Figure 2: DEMASK consistently outperforms KLASS in the accuracy vs. mean diffusion steps trade-off, demonstrating superior efficiency across GSM8K configurations.

DEMASK achieves a 1.7–2.2$\times$ speedup with matching or improved accuracy over baselines. Specifically, accuracy on MMLU-Pro increases by 3.6 percentage points over entropy-based sequential decoding, with an average speedup of 1.9$\times$ across main benchmarks. Critically, parallelism-induced accuracy drops observed in all baselines are substantially mitigated; dependency-aware selection maintains output quality with increased batch size.

The validity of the sub-additivity assumption—the theoretical crux for bounding TV distance—is empirically confirmed: the CDF of dependency slack on Tulu 3 SFT Mixture demonstrates rare violations (<6%) and positive slack increasing with subset size.

Figure 3: Empirical CDF of the slack between cumulative pairwise and joint influence, supporting the sub-additivity assumption across subset sizes.

Practical and Theoretical Implications

DEMASK's architecture is backbone-agnostic and requires only masked hidden states, enabling extension to other dLLMs (e.g., LLaDA, LLaDA 2.0). The dependency predictor is efficient (${\sim}26$M parameters), and its decoupled training facilitates rapid adaptation for new architectures. The method's theoretical TV bound, operationalized via maximal coupling, provides a probabilistic guarantee on the fidelity of parallel decoding outputs, representing a robust control mechanism for diffusion model inference.

Practically, DEMASK delivers improvements in both speed and output consistency for high-throughput applications, particularly in scenarios requiring multi-token reasoning or code generation where conditional dependencies are non-trivial. The dependency-guided approach can be hybridized with remasking strategies and more sophisticated selectors (e.g., adaptive thresholds, deeper networks) to further optimize the accuracy–efficiency Pareto front.

Limitations and Future Directions

DEMASK's guarantees hinge on the empirical validity of the sub-additivity assumption and the predictor's accuracy. While violations are rare and have not translated into significant downstream performance drops, formal characterization of the relationship between approximation error and output quality remains open.
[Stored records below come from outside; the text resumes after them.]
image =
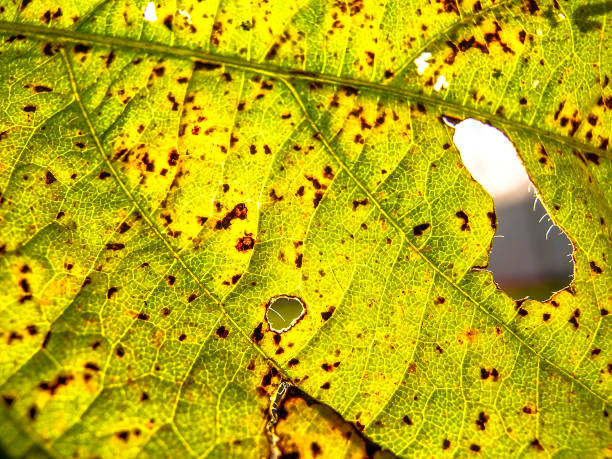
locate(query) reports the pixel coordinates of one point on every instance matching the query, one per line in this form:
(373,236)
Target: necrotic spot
(283,312)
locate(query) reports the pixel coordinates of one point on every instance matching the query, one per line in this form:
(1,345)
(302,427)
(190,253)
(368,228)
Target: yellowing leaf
(168,170)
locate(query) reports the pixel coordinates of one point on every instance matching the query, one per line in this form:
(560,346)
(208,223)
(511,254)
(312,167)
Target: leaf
(163,180)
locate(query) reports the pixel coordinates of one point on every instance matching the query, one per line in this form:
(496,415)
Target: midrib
(70,36)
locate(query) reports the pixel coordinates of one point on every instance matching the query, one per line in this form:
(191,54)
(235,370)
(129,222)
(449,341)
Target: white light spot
(422,63)
(149,13)
(441,83)
(492,160)
(186,15)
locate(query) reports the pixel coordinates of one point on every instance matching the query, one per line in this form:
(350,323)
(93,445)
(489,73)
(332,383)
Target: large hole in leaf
(530,255)
(283,312)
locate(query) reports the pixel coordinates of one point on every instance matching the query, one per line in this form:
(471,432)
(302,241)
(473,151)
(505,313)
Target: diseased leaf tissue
(165,175)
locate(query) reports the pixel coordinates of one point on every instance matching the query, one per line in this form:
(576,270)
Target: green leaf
(163,181)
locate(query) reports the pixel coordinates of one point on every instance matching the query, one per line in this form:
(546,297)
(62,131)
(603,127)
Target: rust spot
(245,243)
(420,229)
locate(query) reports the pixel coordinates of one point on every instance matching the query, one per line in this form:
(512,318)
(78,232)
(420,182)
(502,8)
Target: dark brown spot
(239,211)
(482,421)
(594,268)
(327,314)
(115,246)
(257,334)
(356,203)
(245,243)
(419,229)
(463,216)
(81,48)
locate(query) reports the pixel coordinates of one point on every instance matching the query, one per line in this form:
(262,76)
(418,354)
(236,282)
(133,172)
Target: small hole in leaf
(283,312)
(530,256)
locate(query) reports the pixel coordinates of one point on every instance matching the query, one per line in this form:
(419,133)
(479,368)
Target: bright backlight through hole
(530,255)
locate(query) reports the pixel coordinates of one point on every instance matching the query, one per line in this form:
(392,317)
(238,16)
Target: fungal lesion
(283,312)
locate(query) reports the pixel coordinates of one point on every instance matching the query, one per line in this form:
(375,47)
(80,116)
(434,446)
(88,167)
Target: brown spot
(531,6)
(81,48)
(257,334)
(25,286)
(222,332)
(245,243)
(596,269)
(481,421)
(535,443)
(419,229)
(53,386)
(463,216)
(327,314)
(239,211)
(356,203)
(46,340)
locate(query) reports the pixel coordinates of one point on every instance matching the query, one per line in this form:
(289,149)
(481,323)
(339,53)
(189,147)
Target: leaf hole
(284,312)
(530,256)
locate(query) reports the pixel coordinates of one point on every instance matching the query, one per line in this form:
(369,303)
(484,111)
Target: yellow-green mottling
(163,180)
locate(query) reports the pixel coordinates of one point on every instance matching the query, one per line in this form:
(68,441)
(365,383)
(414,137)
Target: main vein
(71,36)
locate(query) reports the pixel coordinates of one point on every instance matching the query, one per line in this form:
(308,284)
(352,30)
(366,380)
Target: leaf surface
(163,180)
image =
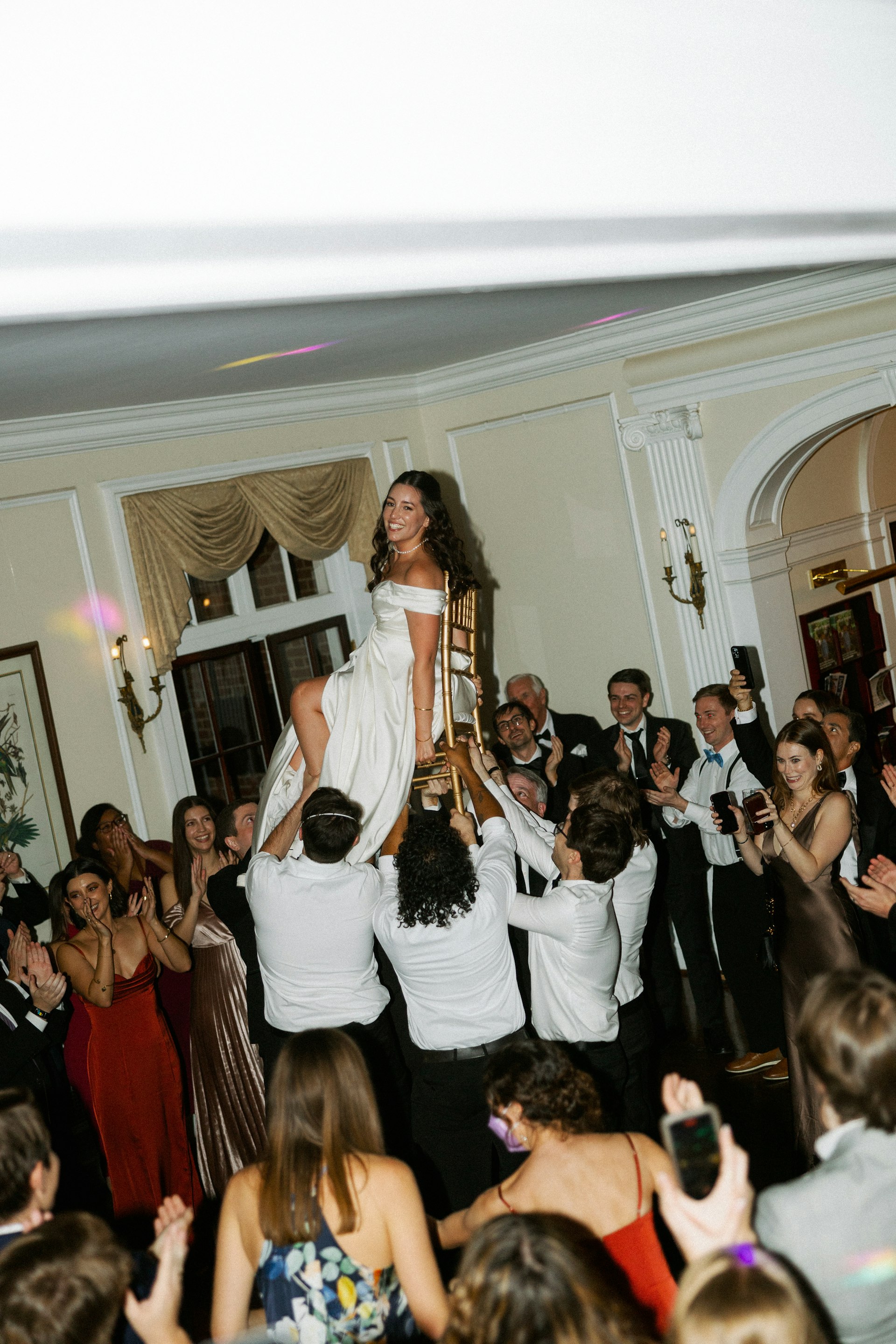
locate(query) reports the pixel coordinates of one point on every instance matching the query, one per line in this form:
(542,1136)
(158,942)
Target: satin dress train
(138,1097)
(369,706)
(814,935)
(229,1084)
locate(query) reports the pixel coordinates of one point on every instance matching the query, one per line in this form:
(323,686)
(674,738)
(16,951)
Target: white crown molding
(723,315)
(647,431)
(844,357)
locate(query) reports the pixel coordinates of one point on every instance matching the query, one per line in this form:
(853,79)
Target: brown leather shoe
(753,1061)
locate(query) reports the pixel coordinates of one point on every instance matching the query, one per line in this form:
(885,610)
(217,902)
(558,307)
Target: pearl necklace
(410,547)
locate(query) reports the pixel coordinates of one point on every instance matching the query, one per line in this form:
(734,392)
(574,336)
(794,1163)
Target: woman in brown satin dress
(812,826)
(229,1088)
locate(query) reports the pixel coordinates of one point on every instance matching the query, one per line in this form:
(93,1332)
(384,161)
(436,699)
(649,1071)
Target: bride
(366,726)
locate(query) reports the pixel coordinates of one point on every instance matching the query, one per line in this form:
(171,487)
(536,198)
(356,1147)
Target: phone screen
(693,1143)
(722,803)
(741,658)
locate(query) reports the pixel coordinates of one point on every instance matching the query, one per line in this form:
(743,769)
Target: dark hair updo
(543,1080)
(442,542)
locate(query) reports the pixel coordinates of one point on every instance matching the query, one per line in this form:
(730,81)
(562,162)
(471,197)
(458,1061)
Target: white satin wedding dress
(369,706)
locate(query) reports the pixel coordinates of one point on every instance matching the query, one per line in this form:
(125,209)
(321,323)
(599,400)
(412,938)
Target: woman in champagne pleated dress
(229,1088)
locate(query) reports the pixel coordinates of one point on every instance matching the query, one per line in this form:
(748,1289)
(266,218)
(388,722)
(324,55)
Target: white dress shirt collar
(828,1144)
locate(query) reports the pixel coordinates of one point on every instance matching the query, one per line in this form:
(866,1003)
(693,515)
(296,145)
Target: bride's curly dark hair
(442,542)
(436,877)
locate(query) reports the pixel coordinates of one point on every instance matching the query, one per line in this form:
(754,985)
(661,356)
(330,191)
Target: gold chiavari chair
(460,615)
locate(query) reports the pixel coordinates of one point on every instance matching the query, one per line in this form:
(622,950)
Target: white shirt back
(574,960)
(460,981)
(315,935)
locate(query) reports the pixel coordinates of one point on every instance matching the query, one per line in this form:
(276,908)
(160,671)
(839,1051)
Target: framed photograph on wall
(35,813)
(825,647)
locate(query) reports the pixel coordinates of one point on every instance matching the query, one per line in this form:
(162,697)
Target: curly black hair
(543,1080)
(436,877)
(442,542)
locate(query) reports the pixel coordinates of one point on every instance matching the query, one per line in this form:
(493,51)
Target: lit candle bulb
(151,658)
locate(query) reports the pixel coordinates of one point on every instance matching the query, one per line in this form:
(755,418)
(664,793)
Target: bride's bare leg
(311,729)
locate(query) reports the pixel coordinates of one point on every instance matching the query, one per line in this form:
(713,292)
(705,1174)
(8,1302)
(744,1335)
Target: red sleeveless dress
(138,1097)
(636,1249)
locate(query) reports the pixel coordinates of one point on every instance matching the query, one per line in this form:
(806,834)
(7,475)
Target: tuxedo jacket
(681,755)
(26,1051)
(229,902)
(25,901)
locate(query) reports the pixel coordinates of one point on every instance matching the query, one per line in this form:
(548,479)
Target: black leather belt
(490,1047)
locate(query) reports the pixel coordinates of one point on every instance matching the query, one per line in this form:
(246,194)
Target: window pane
(233,700)
(246,770)
(266,573)
(210,783)
(304,577)
(211,599)
(329,650)
(194,711)
(294,660)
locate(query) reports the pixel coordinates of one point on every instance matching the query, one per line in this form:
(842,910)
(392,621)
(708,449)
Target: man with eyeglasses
(515,728)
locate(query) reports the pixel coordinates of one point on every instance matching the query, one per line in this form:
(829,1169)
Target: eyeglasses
(121,820)
(512,723)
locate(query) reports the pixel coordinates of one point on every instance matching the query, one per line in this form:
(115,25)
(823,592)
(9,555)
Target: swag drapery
(210,532)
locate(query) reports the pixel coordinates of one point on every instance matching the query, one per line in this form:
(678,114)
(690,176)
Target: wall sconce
(126,693)
(698,599)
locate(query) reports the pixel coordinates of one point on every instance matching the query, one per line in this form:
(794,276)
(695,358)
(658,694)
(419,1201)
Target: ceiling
(85,364)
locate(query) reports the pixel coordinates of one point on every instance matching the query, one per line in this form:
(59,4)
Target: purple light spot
(600,322)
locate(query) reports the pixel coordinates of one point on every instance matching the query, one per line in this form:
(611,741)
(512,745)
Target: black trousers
(640,1094)
(450,1123)
(389,1074)
(739,918)
(681,894)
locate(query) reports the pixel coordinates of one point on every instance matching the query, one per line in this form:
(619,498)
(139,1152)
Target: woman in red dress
(132,1064)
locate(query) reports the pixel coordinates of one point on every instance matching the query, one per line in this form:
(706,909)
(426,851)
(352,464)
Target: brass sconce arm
(698,599)
(127,695)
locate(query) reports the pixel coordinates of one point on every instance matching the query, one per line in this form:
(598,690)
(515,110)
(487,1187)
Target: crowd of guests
(372,1066)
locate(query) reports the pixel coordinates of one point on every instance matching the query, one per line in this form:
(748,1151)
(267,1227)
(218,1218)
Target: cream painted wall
(45,597)
(826,487)
(547,512)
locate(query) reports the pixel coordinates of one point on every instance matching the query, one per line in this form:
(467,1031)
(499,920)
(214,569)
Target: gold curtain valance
(210,532)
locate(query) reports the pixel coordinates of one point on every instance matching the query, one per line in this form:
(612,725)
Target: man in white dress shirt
(575,948)
(442,921)
(739,898)
(315,933)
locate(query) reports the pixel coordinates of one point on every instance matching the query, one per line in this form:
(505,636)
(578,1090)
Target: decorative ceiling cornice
(719,316)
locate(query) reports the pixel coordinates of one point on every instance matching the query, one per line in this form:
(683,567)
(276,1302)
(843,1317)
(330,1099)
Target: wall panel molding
(778,301)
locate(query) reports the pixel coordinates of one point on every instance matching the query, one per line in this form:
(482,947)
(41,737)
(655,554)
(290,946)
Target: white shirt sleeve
(554,914)
(531,836)
(676,819)
(495,866)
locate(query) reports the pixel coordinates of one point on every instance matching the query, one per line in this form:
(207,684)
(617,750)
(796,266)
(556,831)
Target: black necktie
(638,758)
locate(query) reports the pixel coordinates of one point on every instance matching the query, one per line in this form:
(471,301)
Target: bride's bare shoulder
(424,573)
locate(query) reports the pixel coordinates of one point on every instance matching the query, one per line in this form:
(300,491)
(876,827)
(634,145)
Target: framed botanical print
(35,813)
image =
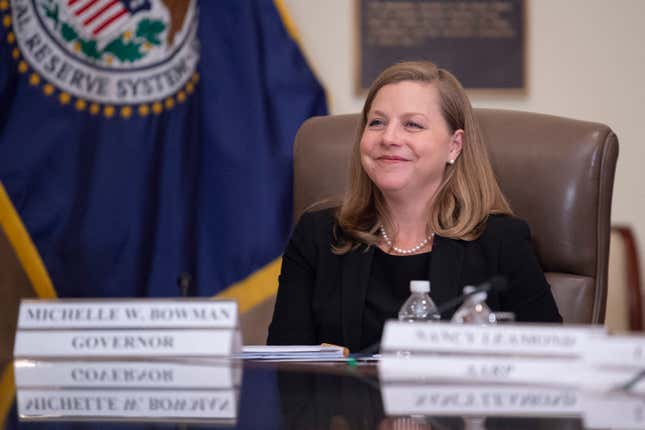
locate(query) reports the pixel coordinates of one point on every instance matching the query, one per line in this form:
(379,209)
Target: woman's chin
(391,186)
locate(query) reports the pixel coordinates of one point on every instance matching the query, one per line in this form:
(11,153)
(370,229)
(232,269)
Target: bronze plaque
(480,41)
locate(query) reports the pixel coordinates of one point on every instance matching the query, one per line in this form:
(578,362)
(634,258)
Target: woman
(423,203)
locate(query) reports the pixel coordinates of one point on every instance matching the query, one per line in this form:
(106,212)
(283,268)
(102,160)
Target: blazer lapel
(355,276)
(445,270)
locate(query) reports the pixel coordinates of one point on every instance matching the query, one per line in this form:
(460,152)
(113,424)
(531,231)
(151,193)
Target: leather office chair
(558,174)
(624,301)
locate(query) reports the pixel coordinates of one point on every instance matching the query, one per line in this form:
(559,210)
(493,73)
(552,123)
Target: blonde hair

Extension to new diffusion backbone architectures will require TV cache regeneration and predictor training on those models. Additionally, more expressive dependency predictors (e.g., multi-head, deeper layers) may improve dependency estimation fidelity, at a potential computational cost.

Further theoretical refinement could relax the dependence on sub-additivity and yield tighter bounds. Exploring adaptive $\tau$/$\gamma$ adjustment based on generation progress or domain-specific characteristics may provide dynamic accuracy–efficiency balancing.

Conclusion

DEMASK offers a mathematically principled, empirically validated mechanism for dependency-guided parallel decoding in dLLMs, achieving substantial inference speedups without sacrificing accuracy. The approach unifies efficient batching with distributional guarantees, and its flexibility paves the way for practical deployment in diverse generative NLP tasks and scalable architectures.